No fechamento do pregão, a taxa do contrato de depósito interfinanceiro (DI) para janeiro de 2027 apresentou uma leve alta, passando de 13,999% para 14,030%. A variação reflete a reversão da tendência de queda moderada observada ao longo do dia, com as taxas operando em ascensão, impulsionadas pelo cenário político e pelos dados do mercado externo.
Segundo analistas, a continuidade do julgamento de Jair Bolsonaro no Supremo Tribunal Federal (STF) e uma pesquisa Datafolha que apontou maior aprovação ao governo atual exerceram pressão sobre as taxas de juros. Apesar disso, a alta foi considerada modesta, em contraste com o cenário externo favorável, marcado pela queda dos juros dos Treasuries.
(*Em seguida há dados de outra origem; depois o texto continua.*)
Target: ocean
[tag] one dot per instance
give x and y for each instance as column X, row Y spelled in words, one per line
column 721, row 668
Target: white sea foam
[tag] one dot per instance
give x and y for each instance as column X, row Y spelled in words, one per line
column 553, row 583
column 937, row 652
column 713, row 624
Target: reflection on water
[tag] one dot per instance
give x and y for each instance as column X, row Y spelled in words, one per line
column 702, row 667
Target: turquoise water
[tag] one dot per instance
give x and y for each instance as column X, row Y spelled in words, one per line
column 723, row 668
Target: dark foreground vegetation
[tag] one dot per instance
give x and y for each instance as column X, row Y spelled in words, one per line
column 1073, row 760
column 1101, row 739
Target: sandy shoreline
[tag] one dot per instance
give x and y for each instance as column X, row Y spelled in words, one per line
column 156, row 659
O instituto Datafolha divulgou um aumento na aprovação do governo Lula, chegando a 33%, o melhor resultado desde dezembro de 2024. Esses dados, somados às questões relacionadas ao julgamento de Bolsonaro, foram apontados como motivos para a elevação das taxas de juros futuros. Esse cenário levou a uma movimentação cautelosa dos investidores, que observaram de perto as decisões do STF.
Neste contexto, os ministros Cármen Lúcia e Flávio Dino acompanharam o voto do relator, Alexandre de Moraes, que condenou Bolsonaro por cinco crimes relacionados à trama golpista de 8 de janeiro. A incerteza quanto a possíveis retaliações dos Estados Unidos também contribuiu para a postura mais conservadora dos investidores.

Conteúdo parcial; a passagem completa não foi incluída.